We thank the anonymous reviewers and all the collaborators in USC INK research lab for their valuable feedback. This material is based upon work sponsored by the DARPA MCS program under Contract No. N660011924033 with the United States Office Of Naval Research.

References

Appendix A Appendix

Table 5-6 show both the ID and OOD results based on RoBERTa-Large as the reasoning module. The observations are consistent with Table 2-3 where we fine-tune T5-Base as the reasoning module.

A.2 Ablation on the LM size for the Rationalizing Module

Table 7 shows the results of the Pipeline approaches using LMs with different model sizes as the rationalizing module.

A.3 Variance statistics of all the fine-tuned models

Table 8 and Table 9 show the variance statistics (standard deviation) along with ID and OOD task performance (accuracy) of the fine-tuned methods from Table 2 and Table 3.

A.4 Human evaluation on the rationales

We conducted a human evaluation of 100 generated rationales from the CSQA dataset. The evaluation is a head-to-head comparison between the human-annotated rationales and the machine-generated rationales. Annotators were asked to judge for 5 dimensions on a 3-point Likert scale following a prior work (Wiegreffe et al., 2021): 1) Factuality (How factual is this Explanation?) 2) Grammaticality (Is this Explanation grammatical?) 3) New Info (Does the Explanation provide new facts, information, or reasoning not stated in the Question and Answer?) 4) Supports Answer (Is the Explanation relevant to justifying the Answer?) 5) Completeness (Does the Explanation provide enough information to jusify the answer?)

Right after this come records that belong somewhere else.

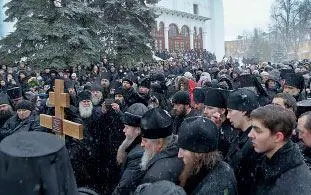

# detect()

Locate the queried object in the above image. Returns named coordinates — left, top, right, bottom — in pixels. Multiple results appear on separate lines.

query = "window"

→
left=168, top=24, right=178, bottom=37
left=193, top=4, right=199, bottom=15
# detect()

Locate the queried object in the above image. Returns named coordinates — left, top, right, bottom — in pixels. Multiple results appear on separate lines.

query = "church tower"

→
left=0, top=0, right=14, bottom=39
left=152, top=0, right=225, bottom=60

We obtain a fair level of agreement measured by Fleiss Kappa (k=0.34) for the evaluation. The results in Table 10 show that machine-generated results are competitive with human annotation on most of the evaluating dimensions. Generated rationales are even judged to be more grammatical than human annotations. As for completeness, generated rationales are slightly worse than human annotations. We think this is because the human annotators were explicitly encouraged to provide more comprehensive rationales when annotating the CSQA dataset (Aggarwal et al., 2021).

A.5 Case Study

We provide concrete examples in Table 11 to showcase how our prompted LM rationalizes for correct and incorrect choices and how PINTO reasons more faithfully compared with the Standard baseline. In the question (second row) from CSQA, we can see that for incorrect choices, the generated rationales do not support them to be the answer while the one for the correct choice refrigerator does. In the question (third row) from StrategyQA, the rationale for the correct choice yes is sound and reasonable while the rationale for the incorrect choice no is factually correct but does not answer the question directly (died in a plane crash vs. died in the space journey). For both questions, PINTO properly leverages the rationales and make the correct predictions while the Standard baseline fails.

A.6 Prompts for rationalization

Table 12- 15 show the complete prompts we use to obtain rationales from LM for CSQA, StrategyQA, OpenBookQA and QASC datasets.